PredictIt anticipates Silver’s momentum. Its prices move toward Silver’s forecasts augmented by the average momentum. So, if Silver says Trump’s chances moved from 60 percent to 61 percent, PredictIt bettors seem to treat that as a move to 61.19 percent, since we expect Silver to add another 0.19 percent tomorrow if there is no news. Silver does the opposite, treating PredictIt’s momentum as overreaction to be subtracted. He subtracts 0.12 times PredictIt’s move from yesterday to today. So, if PredictIt goes from $0.60 to $0.61, Silver treats it as a rise to $0.6088.

Many people, including me, have griped about these flaws since 2016 when interest in presidential election forecasts took off — and accuracy took a nosedive. It's always puzzled me why Silver, a top poker player and serious quant, would allow momentum and mean avoidance into his forecasts — especially in the face of widespread criticism. I just finished his new book, On the Edge (which I recommend highly), and it may hold the key.

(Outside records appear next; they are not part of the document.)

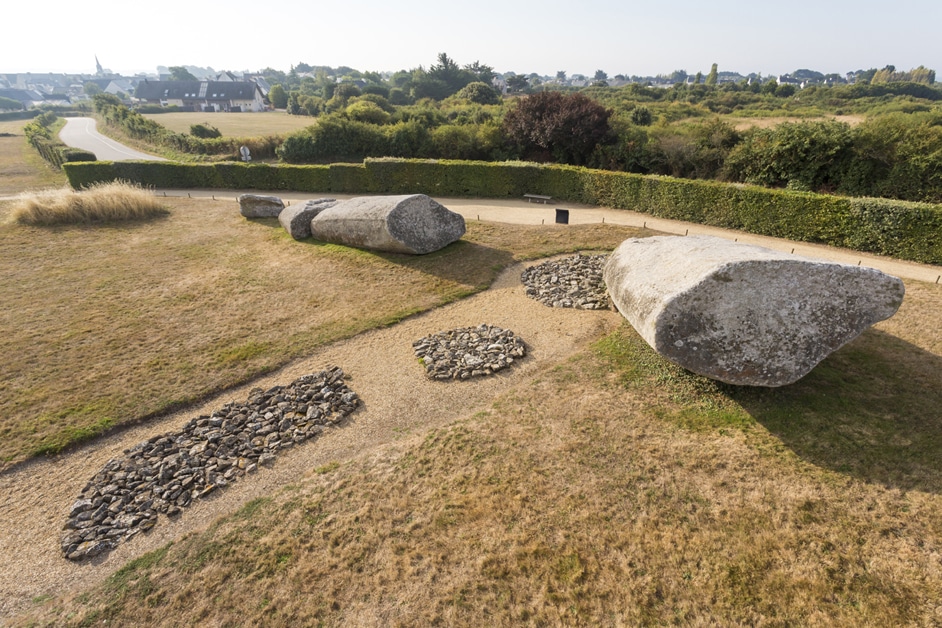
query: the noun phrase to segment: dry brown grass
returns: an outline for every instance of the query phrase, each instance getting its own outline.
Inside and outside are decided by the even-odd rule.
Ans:
[[[480,290],[515,258],[636,233],[472,222],[438,253],[376,255],[231,201],[166,202],[159,221],[0,226],[0,468]]]
[[[289,116],[275,111],[258,113],[148,113],[145,118],[177,133],[189,133],[194,124],[211,124],[224,137],[260,137],[292,133],[315,123],[309,116]]]
[[[763,392],[625,325],[491,411],[315,469],[21,619],[937,625],[938,407],[942,356],[884,331]]]
[[[745,131],[747,129],[771,129],[777,127],[778,125],[784,122],[814,122],[820,120],[837,120],[838,122],[846,122],[850,126],[857,126],[863,122],[866,118],[859,115],[842,115],[842,116],[824,116],[817,118],[788,118],[783,116],[771,116],[768,118],[738,118],[734,116],[729,116],[728,120],[730,124],[733,125],[733,128],[737,131]]]
[[[0,123],[0,132],[15,133],[12,137],[0,137],[0,197],[66,183],[65,175],[47,165],[26,142],[25,123],[24,120]]]
[[[21,225],[81,225],[149,220],[169,212],[153,192],[138,185],[114,181],[86,190],[71,188],[22,194],[11,217]]]

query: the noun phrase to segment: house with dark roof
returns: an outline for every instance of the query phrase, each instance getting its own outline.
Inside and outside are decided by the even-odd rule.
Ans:
[[[19,101],[23,109],[46,104],[46,98],[34,89],[0,89],[0,97]]]
[[[134,99],[148,105],[175,105],[192,111],[264,111],[265,96],[251,81],[148,81]]]

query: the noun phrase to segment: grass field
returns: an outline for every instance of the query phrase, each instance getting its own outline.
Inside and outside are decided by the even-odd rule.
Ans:
[[[440,253],[375,255],[167,202],[53,228],[0,204],[6,464],[632,233],[470,222]],[[781,389],[694,376],[625,324],[10,624],[940,625],[942,286],[906,283],[896,316]]]
[[[211,124],[225,137],[258,137],[291,133],[314,124],[308,116],[289,116],[284,112],[258,113],[148,113],[144,114],[171,131],[189,133],[194,124]]]
[[[65,175],[47,165],[26,142],[23,126],[27,122],[0,122],[0,133],[12,134],[12,137],[0,137],[0,196],[13,196],[20,192],[66,184]]]
[[[908,287],[895,325],[938,329],[938,287]],[[22,623],[938,625],[932,343],[881,326],[796,385],[737,389],[626,324],[489,411],[316,469]]]
[[[232,201],[167,203],[132,226],[0,226],[0,468],[471,294],[514,259],[635,233],[472,223],[433,255],[373,255]]]

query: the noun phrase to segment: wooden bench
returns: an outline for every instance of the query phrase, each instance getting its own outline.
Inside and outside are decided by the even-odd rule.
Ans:
[[[543,196],[542,194],[524,194],[523,198],[527,199],[528,203],[533,203],[535,201],[537,203],[545,204],[553,200],[552,196]]]

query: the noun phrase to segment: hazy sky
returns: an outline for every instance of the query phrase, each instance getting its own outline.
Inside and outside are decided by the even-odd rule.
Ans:
[[[773,8],[774,5],[774,8]],[[538,7],[538,8],[537,8]],[[6,3],[0,72],[158,65],[395,71],[439,52],[499,72],[840,73],[925,65],[942,79],[939,0],[44,0]]]

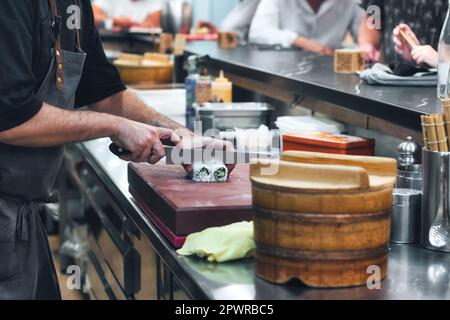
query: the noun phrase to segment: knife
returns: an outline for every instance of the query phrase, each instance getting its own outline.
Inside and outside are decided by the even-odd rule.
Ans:
[[[111,144],[109,149],[116,156],[127,156],[131,152],[125,150],[116,144]],[[208,148],[180,149],[173,146],[164,146],[166,154],[166,164],[189,165],[196,162],[212,162],[219,161],[224,164],[250,163],[252,159],[280,159],[280,152],[240,152],[240,151],[224,151]]]

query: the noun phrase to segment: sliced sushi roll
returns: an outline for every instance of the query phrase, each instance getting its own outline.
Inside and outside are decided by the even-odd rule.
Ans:
[[[212,181],[213,182],[227,182],[228,168],[221,162],[211,163]]]
[[[195,182],[211,182],[213,179],[211,166],[204,163],[194,163],[191,178]]]

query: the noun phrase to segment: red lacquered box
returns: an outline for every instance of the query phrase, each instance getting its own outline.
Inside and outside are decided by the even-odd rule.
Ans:
[[[374,156],[375,140],[336,133],[287,133],[283,150]]]

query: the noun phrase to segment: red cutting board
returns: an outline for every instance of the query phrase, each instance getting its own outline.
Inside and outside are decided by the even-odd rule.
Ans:
[[[179,165],[130,164],[128,181],[145,207],[177,236],[253,220],[247,164],[238,165],[226,183],[195,183]]]

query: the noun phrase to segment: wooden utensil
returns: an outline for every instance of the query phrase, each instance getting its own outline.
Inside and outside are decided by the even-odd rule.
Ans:
[[[400,36],[408,43],[408,45],[414,49],[417,47],[416,42],[411,38],[411,36],[409,34],[407,34],[405,31],[403,30],[399,30],[399,34]]]
[[[177,236],[253,219],[249,165],[226,183],[198,184],[178,165],[130,164],[130,190]],[[151,217],[151,214],[148,214]]]

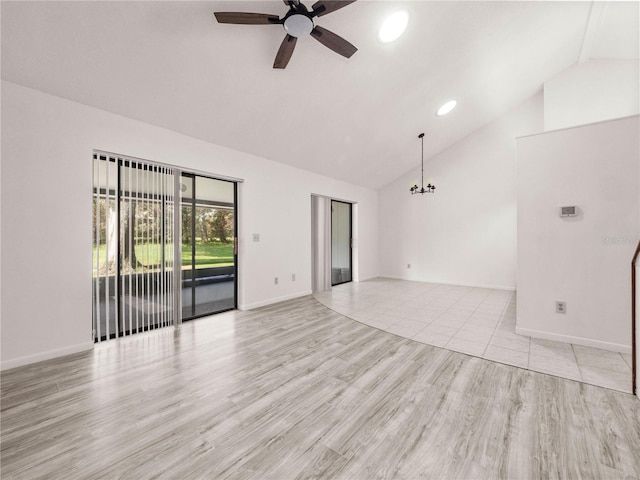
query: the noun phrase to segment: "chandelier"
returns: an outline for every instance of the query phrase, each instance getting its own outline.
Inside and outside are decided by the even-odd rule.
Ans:
[[[415,195],[416,193],[421,193],[423,195],[425,193],[434,193],[436,189],[436,186],[431,185],[430,183],[427,184],[427,188],[424,188],[424,133],[418,135],[418,138],[422,141],[422,187],[418,188],[418,185],[414,185],[413,187],[411,187],[409,189],[411,195]]]

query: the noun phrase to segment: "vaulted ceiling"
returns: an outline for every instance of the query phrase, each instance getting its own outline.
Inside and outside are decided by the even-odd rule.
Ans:
[[[351,59],[307,37],[274,70],[281,26],[213,12],[282,17],[281,0],[3,1],[2,77],[379,188],[419,166],[420,132],[428,159],[579,59],[638,58],[638,3],[603,5],[359,0],[316,19],[358,47]],[[383,44],[377,30],[399,9],[409,27]],[[458,107],[436,117],[449,99]]]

To an extent that’s hard to understand, Silver is frustrated by uninformed criticism of his probabilistic forecasts. It reminds me of Cliff Asness, co-founder of AQR Capital Management, where I worked for 10 years. He was once railing about how crazy and irrational the market was, when his wife Laurel asked, “Don’t you make your money betting against crazy?” You’d think Cliff and Silver would smile with quiet satisfaction at people misunderstanding probability — like hearing someone at a poker table saying, “I never fold if there’s any card in the deck that could make my hand.”

What do I think is the actual probability that Trump will win? The filtered version of Silver and PredictIt’s information — what I think is the most likely underlying reality behind both their predictions — indicates 70 percent, which should carry a lot of weight. But I think forecasts and prices have bounced around too much this summer given both the chaos in the race and the amount of electioneering still to come.

I don’t believe Kamalamania created a 20 percent or greater change in probabilities. A 20 percent change is a big deal. In last year’s World Series, the single most consequential play, a one-out, two-run homer in the bottom of the ninth by Corey Seager to tie the game, increased the Rangers’ chance of winning the series by less than 15 percent. I don’t see early August events as Trump throwing or Harris hitting a two-run, bottom of the ninth homer to tie the game.

There’s a lot of campaigning to go, a lot of events that could turn the election into a landslide for either candidate. If nothing much happens, the result could turn on a handful of Pennsylvania voters who are on the fence about voting, or on the fence between Trump and Harris, who likely aren’t following the news much and won’t make up their minds until just before voting. I buy that Trump has a substantial lead, but it’s the third inning, not the bottom of the ninth.